Chanda robertsi
- Conservation status: Data Deficient (IUCN 3.1)

Scientific classification
- Kingdom: Animalia
- Phylum: Chordata
- Class: Actinopterygii
- Order: Mugiliformes
- Family: Ambassidae
- Genus: Chanda Bleeker, 1874
- Species: C. robertsi
- Binomial name: Chanda robertsi Datta & Chaudhuri, 1993
- Synonyms: Parambassis robertsi (Datta & Chaudhuri, 1993); Pseudambassis roberti Datta & Chaudhuri, 1993;

= Chanda robertsi =

- Authority: Datta & Chaudhuri, 1993
- Conservation status: DD
- Synonyms: Parambassis robertsi (Datta & Chaudhuri, 1993), Pseudambassis roberti Datta & Chaudhuri, 1993
- Parent authority: Bleeker, 1874

Species of ray-finned fish

Chanda robertsi is a species of ray-finned fish in the family Ambassidae, the Asiatic glassfishes.

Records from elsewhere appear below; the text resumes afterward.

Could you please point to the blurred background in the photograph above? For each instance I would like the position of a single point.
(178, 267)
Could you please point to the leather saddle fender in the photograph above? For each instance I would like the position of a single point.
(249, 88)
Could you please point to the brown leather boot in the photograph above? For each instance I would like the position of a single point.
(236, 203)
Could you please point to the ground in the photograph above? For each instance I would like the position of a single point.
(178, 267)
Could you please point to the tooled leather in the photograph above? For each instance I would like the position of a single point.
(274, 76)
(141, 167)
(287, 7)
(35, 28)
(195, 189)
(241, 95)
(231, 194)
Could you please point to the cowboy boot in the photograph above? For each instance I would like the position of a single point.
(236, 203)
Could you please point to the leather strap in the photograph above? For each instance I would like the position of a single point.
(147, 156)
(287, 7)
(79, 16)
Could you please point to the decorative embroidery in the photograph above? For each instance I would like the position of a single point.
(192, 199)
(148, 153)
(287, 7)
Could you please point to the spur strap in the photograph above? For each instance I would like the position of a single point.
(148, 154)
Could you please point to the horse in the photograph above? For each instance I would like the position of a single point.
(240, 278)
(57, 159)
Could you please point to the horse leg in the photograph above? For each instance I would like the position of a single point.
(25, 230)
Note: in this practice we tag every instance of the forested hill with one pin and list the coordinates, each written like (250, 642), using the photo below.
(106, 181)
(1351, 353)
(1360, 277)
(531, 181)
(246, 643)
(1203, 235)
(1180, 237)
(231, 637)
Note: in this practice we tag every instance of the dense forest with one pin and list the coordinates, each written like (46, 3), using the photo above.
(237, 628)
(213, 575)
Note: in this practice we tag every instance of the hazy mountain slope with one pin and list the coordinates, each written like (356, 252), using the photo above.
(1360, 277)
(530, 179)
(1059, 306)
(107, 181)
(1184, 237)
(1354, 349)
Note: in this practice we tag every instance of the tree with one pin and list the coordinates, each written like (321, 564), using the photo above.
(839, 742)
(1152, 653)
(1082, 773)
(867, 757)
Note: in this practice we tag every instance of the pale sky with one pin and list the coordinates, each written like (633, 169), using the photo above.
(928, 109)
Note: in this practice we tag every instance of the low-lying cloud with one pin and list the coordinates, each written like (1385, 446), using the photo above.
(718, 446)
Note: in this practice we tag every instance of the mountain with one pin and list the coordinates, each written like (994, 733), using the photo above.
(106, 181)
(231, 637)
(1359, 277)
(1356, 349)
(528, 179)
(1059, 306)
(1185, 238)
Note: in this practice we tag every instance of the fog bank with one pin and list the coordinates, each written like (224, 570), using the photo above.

It was the sole species in the genus Pseudambassis. It is endemic to Burma. The Catalog of Fishes classified this species as Parambassis robertsi between 2012 and 2024, but now classifies it as Chanda. The specific name honours the American ichthyologist Tyson R. Roberts but the specific name was misspelt as "roberti" throughout the initial description.